Я выбрался через люк башнера и попал в объятия ликующего младшего лейтенанта. Пока он объяснял мне причину своей ошибки, артиллеристы взобрались на корму танка, сняли с убитых немцев часы, сапоги, выпотрошили карманы, забрали автоматы.

Пройдет восемнадцать лет. В Киеве, в ресторане «Динамо», с женой и двумя приятелями мы будем отмечать торжественное событие. За соседним столом шестеро крепко выпивших мужчин закончат очередной графинчик с водкой.

Не могу уверить, что им действительно не понравилась наша еврейская компания. Но то ли по причине моей повышенной чувствительности к этому проклятому вопросу, то ли потому, что я тоже не был трезв как стеклышко, я решил выяснить отношения с сидевшим поблизости крепышом, который, как мне показалось, сказал что-то неуважительное по нашему поводу, вызвавшее веселую реакцию за их столом.

Жена не успела остановить меня. Я встал и направился к крепышу. Он уже поднял руку, чтобы отразить мой удар. И тут мы оба одновременно раскинули руки и заключили друг друга в объятия.

Бывший артиллерийский младший лейтенант усадил меня рядом с собой и мы выпили за встречу.

– А где же твоя Золотая Звезда? – с недоумением посмотрел он на лацкан моего пиджака. Ведь за Вильнюс тебя представили к Герою?

Он ошибся. К званию Героя меня представили не за Вильнюс. Но какое это имело значение? Все равно не дали.

А тогда, в Вильнюсе, пока башнер телефонным проводом соединял концы разрезанного ремня, я спустился в полуподвал к командиру стрелкового батальона и узнал, что им больше не нужна моя помощь. Полк подошел к реке.

Из полуподвала я выбрался во двор и вышел на внезапно ожившую улицу. У танка собрались люди в рваной гражданской одежде с красными повязками на руках. Партизаны. Наши. У поляков красно-белые повязки.

Я подошел к партизанам и с удивлением услышал, что все они говорят на идише. С трудом подбирая слова забытого мной языка, я спросил, кто они.

Боже мой! Они чуть не разорвали меня на куски. Каждый хотел обнять меня. Каждый хотел пожать руку. Мало того что он командир советского танка, так он еще и ид!

Мои ребята достали бачок, и мы вместе с партизанами выпили трофейный спирт за встречу, за победу.
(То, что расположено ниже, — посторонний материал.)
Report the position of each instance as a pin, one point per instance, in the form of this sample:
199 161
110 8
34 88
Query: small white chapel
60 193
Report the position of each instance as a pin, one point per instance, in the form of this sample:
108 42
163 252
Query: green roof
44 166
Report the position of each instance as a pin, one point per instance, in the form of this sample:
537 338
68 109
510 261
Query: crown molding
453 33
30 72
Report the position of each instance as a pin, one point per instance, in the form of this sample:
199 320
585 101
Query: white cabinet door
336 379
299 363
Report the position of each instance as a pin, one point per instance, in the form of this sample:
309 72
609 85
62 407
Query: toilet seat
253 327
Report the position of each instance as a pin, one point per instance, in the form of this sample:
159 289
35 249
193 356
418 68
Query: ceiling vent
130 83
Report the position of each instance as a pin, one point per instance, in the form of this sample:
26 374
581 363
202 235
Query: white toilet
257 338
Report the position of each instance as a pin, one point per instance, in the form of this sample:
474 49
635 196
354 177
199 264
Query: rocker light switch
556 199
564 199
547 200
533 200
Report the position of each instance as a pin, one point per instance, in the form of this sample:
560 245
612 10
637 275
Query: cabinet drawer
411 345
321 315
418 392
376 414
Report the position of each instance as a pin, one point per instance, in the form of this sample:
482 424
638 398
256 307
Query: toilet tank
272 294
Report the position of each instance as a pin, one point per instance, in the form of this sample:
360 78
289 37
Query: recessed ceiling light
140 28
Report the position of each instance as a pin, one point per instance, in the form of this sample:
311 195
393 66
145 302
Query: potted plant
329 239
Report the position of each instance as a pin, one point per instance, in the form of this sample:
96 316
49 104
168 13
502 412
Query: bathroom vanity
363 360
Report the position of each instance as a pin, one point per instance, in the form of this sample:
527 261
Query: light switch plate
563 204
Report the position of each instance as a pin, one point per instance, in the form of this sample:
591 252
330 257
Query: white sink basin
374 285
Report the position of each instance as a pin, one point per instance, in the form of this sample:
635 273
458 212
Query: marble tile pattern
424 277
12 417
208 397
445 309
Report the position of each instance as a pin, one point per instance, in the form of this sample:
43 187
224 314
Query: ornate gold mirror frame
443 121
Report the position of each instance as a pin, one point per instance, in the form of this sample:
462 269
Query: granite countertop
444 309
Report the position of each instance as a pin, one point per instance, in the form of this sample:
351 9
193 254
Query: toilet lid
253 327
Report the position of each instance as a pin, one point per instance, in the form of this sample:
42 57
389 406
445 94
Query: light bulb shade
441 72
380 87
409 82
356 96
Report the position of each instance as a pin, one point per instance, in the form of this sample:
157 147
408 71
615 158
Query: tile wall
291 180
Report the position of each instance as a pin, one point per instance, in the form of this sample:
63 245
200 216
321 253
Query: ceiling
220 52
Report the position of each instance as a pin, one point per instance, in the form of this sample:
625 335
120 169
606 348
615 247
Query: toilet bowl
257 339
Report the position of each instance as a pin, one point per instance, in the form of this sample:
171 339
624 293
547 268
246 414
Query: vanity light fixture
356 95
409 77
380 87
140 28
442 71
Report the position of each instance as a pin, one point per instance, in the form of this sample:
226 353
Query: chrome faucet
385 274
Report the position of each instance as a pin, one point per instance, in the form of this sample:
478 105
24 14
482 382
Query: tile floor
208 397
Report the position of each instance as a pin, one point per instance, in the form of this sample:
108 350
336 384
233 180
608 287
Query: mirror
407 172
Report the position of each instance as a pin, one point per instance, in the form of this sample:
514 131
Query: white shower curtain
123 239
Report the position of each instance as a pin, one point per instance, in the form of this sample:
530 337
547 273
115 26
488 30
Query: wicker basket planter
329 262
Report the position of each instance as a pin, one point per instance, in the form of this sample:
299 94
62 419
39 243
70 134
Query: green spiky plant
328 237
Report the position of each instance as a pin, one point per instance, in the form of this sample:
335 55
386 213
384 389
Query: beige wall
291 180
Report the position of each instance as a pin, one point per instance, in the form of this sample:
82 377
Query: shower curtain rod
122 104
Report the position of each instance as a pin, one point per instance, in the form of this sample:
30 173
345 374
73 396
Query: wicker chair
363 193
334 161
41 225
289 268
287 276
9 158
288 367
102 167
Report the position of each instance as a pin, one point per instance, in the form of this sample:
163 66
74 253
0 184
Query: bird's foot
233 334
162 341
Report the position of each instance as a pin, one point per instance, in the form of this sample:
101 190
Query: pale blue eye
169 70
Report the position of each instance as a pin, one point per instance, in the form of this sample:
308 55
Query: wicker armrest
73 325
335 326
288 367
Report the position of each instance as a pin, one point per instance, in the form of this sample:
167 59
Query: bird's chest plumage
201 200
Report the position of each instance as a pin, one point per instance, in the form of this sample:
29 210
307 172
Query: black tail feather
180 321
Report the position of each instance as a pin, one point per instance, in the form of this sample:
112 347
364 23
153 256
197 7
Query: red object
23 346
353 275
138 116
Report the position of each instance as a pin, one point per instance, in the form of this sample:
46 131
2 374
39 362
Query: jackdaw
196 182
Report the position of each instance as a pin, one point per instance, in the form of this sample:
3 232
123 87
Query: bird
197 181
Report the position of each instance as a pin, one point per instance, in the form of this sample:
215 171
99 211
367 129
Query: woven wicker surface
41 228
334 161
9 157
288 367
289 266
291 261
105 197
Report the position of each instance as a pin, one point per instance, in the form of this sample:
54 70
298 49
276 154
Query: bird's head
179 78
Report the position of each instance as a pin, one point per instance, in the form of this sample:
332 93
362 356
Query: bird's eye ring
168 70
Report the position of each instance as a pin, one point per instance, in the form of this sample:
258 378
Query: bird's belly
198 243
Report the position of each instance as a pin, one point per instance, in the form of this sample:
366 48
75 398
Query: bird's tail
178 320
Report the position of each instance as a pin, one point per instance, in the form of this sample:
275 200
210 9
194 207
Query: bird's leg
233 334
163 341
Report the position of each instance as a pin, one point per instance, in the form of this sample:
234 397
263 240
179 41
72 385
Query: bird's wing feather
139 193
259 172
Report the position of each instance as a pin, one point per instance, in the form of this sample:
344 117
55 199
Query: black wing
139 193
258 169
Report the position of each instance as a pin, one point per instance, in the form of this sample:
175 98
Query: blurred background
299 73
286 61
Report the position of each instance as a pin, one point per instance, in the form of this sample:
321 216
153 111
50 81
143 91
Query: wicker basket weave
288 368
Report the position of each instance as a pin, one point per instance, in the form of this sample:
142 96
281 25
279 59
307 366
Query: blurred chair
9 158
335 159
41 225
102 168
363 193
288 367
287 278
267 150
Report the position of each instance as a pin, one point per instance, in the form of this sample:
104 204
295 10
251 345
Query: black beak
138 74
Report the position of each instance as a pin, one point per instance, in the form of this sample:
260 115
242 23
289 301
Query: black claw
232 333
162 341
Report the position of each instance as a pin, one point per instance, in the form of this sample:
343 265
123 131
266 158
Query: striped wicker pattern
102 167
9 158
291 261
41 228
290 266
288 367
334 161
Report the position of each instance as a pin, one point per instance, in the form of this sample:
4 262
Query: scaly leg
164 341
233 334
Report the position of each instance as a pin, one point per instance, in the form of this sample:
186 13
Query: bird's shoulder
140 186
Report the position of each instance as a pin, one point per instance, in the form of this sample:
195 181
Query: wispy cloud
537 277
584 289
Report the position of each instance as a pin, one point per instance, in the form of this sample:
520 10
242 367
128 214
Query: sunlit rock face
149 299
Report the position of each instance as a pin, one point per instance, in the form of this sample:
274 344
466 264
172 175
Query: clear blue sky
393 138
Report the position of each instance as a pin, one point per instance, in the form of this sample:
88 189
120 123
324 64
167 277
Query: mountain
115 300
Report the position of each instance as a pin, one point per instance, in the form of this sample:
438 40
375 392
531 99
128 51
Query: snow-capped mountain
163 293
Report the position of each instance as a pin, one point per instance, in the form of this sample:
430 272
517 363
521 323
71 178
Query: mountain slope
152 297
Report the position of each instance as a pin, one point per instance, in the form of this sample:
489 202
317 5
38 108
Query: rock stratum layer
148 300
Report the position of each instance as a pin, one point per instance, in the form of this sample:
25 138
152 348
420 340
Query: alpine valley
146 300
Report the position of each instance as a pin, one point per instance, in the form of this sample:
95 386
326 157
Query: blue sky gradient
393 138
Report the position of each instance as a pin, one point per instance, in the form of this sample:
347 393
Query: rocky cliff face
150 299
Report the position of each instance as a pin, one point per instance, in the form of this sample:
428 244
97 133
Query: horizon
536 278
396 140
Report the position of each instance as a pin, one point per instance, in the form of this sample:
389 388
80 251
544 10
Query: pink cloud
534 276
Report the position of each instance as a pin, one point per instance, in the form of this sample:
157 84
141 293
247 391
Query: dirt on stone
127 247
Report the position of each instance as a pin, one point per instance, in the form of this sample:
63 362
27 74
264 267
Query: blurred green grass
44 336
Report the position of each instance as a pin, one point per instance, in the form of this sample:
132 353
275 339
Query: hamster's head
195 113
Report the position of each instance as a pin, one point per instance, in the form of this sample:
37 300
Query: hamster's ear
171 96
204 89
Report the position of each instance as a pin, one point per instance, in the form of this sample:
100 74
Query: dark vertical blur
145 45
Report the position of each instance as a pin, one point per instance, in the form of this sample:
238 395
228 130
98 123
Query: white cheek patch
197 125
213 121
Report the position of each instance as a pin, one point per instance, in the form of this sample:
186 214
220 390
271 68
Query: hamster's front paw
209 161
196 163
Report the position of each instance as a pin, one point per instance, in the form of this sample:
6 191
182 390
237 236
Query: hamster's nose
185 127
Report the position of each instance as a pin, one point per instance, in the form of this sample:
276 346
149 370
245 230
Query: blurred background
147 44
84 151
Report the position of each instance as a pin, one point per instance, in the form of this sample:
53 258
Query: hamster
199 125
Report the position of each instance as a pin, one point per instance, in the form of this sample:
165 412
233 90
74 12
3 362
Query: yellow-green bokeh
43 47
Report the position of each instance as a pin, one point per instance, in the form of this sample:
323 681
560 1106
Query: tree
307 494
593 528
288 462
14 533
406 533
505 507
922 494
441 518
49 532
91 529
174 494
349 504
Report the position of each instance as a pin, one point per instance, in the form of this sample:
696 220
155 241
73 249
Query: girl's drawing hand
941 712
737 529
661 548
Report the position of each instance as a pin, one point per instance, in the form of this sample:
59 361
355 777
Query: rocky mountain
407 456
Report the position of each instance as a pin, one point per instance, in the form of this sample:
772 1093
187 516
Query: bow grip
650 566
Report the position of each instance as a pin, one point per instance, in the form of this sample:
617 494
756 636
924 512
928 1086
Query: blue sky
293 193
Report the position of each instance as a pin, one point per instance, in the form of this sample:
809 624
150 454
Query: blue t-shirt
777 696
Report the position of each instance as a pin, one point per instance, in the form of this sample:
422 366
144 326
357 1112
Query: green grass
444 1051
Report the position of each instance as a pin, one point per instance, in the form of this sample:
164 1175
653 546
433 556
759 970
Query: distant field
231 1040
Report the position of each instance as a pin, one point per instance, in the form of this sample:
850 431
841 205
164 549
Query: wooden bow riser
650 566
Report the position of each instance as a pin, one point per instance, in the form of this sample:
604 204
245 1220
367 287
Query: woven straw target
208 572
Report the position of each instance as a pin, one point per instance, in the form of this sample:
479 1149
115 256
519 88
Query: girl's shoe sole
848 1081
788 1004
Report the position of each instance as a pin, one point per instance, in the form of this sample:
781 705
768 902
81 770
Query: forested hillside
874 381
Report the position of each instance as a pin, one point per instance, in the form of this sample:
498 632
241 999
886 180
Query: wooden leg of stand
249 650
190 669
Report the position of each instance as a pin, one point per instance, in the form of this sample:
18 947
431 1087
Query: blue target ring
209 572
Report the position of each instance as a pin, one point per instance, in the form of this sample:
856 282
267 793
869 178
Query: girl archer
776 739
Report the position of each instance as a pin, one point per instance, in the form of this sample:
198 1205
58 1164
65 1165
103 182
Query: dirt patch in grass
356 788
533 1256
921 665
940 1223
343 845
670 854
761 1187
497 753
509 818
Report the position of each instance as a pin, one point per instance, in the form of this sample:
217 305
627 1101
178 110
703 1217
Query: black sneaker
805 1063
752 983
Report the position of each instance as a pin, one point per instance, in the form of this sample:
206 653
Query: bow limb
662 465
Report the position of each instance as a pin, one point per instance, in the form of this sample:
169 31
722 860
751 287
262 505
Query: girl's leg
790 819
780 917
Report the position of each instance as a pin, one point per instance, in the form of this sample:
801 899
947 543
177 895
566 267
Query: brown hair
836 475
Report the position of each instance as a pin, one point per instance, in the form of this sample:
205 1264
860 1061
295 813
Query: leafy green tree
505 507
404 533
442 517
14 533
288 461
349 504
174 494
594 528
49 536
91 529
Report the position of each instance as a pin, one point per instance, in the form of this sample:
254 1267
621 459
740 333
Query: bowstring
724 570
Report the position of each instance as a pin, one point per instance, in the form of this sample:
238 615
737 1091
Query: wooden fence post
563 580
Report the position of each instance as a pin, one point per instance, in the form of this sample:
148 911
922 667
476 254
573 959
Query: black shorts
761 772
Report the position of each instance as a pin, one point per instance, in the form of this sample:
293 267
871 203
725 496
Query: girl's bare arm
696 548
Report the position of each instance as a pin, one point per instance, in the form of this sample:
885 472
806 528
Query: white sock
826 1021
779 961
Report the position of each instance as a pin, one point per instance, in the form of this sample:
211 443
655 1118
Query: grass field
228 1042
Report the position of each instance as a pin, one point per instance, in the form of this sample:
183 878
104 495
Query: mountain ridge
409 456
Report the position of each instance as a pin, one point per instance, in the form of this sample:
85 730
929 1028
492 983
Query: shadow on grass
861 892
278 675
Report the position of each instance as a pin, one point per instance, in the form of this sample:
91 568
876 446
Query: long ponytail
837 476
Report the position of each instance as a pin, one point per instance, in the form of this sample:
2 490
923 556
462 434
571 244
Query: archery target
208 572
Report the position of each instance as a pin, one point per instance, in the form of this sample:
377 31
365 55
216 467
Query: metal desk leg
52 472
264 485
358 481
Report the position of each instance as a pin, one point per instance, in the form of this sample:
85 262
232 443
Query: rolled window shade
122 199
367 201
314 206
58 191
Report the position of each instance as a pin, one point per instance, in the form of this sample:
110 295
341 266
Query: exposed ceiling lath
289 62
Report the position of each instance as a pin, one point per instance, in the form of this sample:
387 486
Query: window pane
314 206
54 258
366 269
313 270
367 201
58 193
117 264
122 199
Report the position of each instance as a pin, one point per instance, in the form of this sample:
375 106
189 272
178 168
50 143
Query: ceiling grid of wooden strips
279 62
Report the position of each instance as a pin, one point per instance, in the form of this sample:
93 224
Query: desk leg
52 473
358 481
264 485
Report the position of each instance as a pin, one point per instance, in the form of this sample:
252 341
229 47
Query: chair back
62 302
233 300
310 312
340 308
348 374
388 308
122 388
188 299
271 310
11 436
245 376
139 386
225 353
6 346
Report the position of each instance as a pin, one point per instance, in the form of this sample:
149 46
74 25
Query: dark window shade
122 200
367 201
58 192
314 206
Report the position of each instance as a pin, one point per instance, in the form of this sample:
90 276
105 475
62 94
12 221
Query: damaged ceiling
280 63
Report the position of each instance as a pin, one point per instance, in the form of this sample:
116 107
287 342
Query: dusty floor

Через двадцать лет я буду читать тайно переданную мне книгу «6 000 000 обвиняют», речь генерального прокурора Израиля господина Гаузнера на процессе Эйхмана. И вдруг на одной из фотографий, иллюстрирующих книгу, я увижу знакомое лицо командира еврейского партизанского отряда. Из подписи к фотографии я узнаю имя этого командира – Аба Ковнер.

А еще через одиннадцать лет после путешествия с женой и сыном по бывшей Восточной Пруссии, после блужданий по маршруту моих танков, после посещения могилы, в которой, как считали, похоронили и меня, хотя вместе с тремя танкистами нашего экипажа похоронили только мои погоны, мы остановились в Вильнюсе.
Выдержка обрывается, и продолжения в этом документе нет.